Desde niño, Alejandro ayudaba en los preparativos, cuidando cada detalle para que todo quedara perfecto. “Siempre he tenido mucho apego al altar, a su simetría, a que se vea bonito. Es algo que me conecta con mi familia y con quienes ya no están.”
En el altar abundan los platillos típicos —mole, arroz, cervezas y dulces tradicionales—, aunque él confiesa entre risas que prefiere la fruta: “es lo único que no se pelean”.

Entre papel picado, tamales y leyendas
Bárbara y Luis Felipe, dos jóvenes amigos, viven el Día de Muertos con entusiasmo y respeto. “En mi familia las mujeres mayores son las que ponen el altar: mi mamá, mi abuelita, mis tías”, contó Luis Felipe. “Yo las ayudo con los adornos y el caminito de pétalos.”
Para él, los tamales son el corazón de la ofrenda. “Los verdes, los de chala y los de frijol nunca faltan. Yo siempre voy por los tamales verdes y el pan de muerto.”
Bárbara, originaria del Estado de México, compartió que en su pueblo, San Juanico, el Día de Muertos es una verdadera fiesta. “Allá se baila por los muertos. La gente se disfraza, usa máscaras y celebra con música. Es algo pequeño, pero lleno de vida.”
Ella se encarga de la decoración. “Me encanta hacer papel picado y acomodar las cosas. El altar es una obra de arte hecha con amor.” Su familia también guarda una creencia especial: dejar el altar tres días después, “porque se dice que los espíritus todavía permanecen”.
Entre risas y nostalgia, ambos coincidieron en que el Día de Muertos es una forma de honrar la memoria con alegría. “Es recordar sin tristeza”, concluyeron.
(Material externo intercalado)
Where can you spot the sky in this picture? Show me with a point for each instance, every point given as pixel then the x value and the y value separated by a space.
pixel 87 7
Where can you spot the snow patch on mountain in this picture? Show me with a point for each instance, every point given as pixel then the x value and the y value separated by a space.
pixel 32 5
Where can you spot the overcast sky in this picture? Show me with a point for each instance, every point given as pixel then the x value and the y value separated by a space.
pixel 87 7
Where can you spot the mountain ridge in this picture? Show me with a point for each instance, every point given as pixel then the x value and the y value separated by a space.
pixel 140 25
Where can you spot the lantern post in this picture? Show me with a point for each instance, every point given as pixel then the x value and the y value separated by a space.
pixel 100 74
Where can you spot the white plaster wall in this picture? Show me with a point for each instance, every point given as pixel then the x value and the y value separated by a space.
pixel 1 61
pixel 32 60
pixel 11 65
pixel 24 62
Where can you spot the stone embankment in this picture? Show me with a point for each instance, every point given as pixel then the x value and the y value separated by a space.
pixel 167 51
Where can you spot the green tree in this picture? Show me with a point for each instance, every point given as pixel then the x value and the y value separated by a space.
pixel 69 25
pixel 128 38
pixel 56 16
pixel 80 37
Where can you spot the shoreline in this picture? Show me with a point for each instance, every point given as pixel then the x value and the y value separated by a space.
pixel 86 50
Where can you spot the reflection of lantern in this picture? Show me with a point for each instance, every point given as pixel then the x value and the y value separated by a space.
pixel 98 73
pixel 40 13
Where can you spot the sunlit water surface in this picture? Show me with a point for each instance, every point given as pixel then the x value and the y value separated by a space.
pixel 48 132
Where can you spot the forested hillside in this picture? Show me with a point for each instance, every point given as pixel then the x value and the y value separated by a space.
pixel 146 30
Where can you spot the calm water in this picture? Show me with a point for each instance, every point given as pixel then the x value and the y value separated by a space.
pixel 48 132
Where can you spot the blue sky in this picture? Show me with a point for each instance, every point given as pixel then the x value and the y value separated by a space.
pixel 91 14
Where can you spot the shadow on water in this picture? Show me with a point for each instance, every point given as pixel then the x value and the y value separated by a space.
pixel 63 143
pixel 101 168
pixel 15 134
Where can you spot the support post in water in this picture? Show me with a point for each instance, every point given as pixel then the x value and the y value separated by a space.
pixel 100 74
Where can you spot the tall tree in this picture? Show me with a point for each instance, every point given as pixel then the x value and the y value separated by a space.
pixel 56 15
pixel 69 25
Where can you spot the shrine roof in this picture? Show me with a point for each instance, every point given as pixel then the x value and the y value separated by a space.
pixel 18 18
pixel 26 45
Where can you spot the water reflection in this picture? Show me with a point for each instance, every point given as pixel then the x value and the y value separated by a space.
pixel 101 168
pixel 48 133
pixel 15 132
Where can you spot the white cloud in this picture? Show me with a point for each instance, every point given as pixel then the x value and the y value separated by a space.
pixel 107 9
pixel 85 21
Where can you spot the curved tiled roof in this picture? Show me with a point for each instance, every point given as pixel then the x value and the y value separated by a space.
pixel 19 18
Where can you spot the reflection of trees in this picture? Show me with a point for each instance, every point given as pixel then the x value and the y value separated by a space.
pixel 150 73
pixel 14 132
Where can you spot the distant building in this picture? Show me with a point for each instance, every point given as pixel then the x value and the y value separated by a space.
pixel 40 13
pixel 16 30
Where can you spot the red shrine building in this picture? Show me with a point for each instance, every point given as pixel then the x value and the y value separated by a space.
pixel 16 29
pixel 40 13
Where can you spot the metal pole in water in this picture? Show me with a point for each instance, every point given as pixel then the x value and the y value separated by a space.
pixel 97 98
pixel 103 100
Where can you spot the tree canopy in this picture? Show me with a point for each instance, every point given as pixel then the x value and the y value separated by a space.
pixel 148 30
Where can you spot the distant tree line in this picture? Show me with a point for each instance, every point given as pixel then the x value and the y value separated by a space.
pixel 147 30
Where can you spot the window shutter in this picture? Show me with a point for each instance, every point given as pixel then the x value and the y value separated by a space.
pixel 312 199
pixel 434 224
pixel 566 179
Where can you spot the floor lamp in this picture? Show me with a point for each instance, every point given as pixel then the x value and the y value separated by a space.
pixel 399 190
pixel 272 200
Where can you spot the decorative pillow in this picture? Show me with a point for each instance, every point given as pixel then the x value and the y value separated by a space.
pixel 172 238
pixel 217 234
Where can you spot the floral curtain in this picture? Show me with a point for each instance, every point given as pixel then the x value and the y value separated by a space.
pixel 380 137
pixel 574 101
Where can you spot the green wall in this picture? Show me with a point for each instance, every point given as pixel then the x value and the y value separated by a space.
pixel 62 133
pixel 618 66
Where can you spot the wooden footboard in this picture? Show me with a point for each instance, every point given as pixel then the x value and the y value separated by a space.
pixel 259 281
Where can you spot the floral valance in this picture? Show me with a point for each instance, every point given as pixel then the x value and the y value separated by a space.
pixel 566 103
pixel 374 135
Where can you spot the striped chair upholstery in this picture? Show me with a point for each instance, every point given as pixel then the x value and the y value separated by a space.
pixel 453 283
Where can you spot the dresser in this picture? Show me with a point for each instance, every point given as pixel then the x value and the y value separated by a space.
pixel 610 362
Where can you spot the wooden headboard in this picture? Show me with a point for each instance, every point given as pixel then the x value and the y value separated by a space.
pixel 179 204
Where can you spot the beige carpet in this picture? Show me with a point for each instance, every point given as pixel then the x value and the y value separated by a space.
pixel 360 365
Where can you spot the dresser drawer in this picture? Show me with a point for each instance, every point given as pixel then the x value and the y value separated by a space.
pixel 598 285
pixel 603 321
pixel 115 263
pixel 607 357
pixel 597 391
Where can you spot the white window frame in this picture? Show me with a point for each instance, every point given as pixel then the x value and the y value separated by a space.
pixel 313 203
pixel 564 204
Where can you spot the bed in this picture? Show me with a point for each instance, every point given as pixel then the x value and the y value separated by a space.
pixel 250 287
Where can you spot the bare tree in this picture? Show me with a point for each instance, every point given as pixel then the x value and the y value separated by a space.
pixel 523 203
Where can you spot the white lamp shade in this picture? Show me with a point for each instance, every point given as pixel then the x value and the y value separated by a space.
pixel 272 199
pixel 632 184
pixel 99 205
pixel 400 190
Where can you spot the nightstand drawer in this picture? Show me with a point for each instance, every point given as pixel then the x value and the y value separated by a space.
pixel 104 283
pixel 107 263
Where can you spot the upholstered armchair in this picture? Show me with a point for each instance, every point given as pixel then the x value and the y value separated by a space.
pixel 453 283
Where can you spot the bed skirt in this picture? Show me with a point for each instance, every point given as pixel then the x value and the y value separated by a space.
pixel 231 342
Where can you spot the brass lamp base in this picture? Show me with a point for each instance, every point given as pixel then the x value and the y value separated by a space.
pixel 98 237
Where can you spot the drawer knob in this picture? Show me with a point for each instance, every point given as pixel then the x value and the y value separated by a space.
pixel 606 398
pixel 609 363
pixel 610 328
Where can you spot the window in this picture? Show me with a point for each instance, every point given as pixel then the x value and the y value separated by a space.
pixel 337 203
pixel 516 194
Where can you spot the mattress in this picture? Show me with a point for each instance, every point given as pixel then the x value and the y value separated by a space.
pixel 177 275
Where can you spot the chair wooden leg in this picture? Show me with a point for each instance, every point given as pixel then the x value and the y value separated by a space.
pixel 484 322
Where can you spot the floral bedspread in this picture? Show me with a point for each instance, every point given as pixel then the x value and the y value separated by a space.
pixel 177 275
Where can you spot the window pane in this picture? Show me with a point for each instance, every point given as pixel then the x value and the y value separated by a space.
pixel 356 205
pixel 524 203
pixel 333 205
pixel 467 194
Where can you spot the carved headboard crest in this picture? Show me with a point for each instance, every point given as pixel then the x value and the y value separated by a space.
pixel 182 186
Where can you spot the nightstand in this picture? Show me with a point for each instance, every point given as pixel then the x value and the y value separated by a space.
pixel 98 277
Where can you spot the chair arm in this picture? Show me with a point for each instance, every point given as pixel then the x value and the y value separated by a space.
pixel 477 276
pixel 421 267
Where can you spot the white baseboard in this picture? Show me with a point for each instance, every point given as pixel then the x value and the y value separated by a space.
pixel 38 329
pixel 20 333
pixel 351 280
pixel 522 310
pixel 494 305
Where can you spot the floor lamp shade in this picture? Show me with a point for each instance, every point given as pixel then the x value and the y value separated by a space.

“Cero miedo, todos son bienvenidos”
Para don Fernando, originario de Pachuca, el Día de Muertos es una fecha sagrada. “En mi casa siempre se pone altar. Es una tradición familiar que viene desde mi abuela y mi papá. Ahora todos participamos.”
Cada año, su altar se llena de color, incienso y platillos típicos. “Le ponemos mole, calabaza, dulces, flores y fotos de nuestros difuntos. Es algo que nos une como familia.”
Con serenidad, contó que alguna vez los vasos del altar se movieron solos. “Creemos que son nuestros familiares que llegan de visita. Así que cero miedo, todos bienvenidos”, dijo entre risas.
Para él, mantener la tradición es una forma de honrar la vida. “El Día de Muertos y el 15 de septiembre son nuestras fiestas más bonitas. Son parte de lo que somos como mexicanos.”

Un altar que nace del recuerdo
Con voz serena, la señora Adela confiesó que este año pondrá su primer altar. “Va a ser el primer año que lo hago, y es para mi papá”, dijo con emoción.
Aunque en su hogar siempre hubo altar, antes eran sus padres quienes lo montaban. “Ahora que mi papá falleció, siento que me toca continuar con esa tradición.”
En la ofrenda incluirá lo que más le gustaba: mole verde, pan y café. “Lo hago por cariño, por lo que nos enseñaron. No sé si realmente los difuntos vienen, pero es una manera de recordarlos.”
También sus hijos participan en esta herencia cultural. “En la escuela ponen su altar, y me gusta que aprendan desde pequeños el valor de nuestras costumbres.”
Para Adela, más que una tradición, el altar es un reencuentro con su padre y con la memoria de quienes construyeron su historia familiar.